Prokopovič, for his part, relented on his insistence that the amendment admit professions like medical doctors, vets and craftsmen. According to the ministry, these professions, especially doctors, are lucrative enough not to need an opportunity to buy the licence and avoid taxes. Bailiffs, lawyers and almost all foreigners are also forbidden to apply.

"For me, there is no difference between a doctor and any other small businessman, but the authors of the amendment and the Finance Ministry decided to make a compromise. We also saw that [Finance] Minister [Brigita] Schmögnerová was willing to support most of our proposals, so we accepted her changes," Prokopovič said.

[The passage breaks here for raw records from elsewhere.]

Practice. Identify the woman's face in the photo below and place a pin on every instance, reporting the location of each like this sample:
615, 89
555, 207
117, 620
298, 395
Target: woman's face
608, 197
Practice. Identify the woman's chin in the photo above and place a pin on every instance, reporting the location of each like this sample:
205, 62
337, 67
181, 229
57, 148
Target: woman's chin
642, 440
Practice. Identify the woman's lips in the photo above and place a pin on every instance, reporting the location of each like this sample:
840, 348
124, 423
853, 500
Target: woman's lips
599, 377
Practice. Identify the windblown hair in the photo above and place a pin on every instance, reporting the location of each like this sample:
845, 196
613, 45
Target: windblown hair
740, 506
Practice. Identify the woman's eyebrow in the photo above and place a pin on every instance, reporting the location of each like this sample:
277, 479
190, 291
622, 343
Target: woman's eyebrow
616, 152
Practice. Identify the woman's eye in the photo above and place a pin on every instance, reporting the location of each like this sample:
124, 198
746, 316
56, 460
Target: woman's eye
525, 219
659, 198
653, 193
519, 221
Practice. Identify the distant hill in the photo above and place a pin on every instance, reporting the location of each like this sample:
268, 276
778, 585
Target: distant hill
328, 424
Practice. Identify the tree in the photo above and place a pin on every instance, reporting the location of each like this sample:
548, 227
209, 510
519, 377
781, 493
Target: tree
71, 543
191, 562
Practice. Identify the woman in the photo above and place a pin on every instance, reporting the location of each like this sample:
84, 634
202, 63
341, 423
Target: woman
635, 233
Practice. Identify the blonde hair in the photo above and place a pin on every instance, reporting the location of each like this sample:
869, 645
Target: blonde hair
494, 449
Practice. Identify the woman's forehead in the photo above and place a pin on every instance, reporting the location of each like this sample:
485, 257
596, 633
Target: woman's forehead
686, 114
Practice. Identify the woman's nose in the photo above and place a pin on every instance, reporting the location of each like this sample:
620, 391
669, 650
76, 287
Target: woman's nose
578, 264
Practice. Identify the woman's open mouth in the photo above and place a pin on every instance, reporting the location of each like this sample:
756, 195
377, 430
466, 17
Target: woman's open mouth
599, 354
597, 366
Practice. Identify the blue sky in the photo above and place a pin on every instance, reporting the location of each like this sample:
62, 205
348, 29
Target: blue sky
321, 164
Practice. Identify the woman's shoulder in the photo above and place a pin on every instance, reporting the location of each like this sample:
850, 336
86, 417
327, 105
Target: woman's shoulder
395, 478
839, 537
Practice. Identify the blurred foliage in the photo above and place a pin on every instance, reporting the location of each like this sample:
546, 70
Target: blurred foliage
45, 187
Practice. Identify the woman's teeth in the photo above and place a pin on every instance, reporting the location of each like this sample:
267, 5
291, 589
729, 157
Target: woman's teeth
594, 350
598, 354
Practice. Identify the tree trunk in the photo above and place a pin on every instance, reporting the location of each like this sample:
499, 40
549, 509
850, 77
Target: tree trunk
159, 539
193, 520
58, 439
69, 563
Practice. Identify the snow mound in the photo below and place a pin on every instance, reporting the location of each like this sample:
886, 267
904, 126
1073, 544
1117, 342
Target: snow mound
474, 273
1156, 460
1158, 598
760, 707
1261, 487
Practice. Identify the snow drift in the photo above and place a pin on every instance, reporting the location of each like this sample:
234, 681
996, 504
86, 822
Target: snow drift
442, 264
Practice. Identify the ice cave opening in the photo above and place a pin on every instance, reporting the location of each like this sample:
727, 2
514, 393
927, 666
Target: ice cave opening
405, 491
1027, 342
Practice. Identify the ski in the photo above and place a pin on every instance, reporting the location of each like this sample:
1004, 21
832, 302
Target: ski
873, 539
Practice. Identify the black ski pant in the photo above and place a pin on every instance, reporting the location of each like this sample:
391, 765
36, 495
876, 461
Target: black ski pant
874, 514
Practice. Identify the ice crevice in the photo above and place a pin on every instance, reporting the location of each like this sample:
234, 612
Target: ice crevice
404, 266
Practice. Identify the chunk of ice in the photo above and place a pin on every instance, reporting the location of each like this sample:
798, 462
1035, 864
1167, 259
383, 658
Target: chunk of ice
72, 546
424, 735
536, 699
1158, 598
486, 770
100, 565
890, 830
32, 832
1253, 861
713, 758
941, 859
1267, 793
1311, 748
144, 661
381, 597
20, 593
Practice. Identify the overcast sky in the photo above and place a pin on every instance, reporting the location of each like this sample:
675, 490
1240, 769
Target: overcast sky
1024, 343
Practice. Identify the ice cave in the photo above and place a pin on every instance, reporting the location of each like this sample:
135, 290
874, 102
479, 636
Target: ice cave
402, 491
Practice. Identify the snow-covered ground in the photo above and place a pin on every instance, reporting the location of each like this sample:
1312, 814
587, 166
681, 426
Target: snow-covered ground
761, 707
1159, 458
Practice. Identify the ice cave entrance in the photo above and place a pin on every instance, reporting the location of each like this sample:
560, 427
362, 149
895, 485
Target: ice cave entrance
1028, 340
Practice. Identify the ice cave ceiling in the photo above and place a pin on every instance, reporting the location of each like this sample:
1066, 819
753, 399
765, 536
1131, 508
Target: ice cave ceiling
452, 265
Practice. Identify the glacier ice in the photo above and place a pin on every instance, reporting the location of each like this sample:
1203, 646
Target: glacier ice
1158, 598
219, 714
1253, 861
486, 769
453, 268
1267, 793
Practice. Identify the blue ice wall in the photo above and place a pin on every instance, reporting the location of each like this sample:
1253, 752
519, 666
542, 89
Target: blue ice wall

He added that the Finance Minister had ultimately been persuaded of the economic benefits of widening the licences' availability. "I met with the Finance Minister many times and succeeded in persuading her of the positive influence of the legislation on the small and medium-sized business sector as well as the state budget itself," Prokopovič said.

He explained that with several SMEs already writing off many services and company expenses, the average tax paid by small businesses under the current tax system stands at 3,000 crowns per year, while the lowest cost for a licence is 4,000 crowns. "So, there is nothing to lose - the budget can only gain," he added.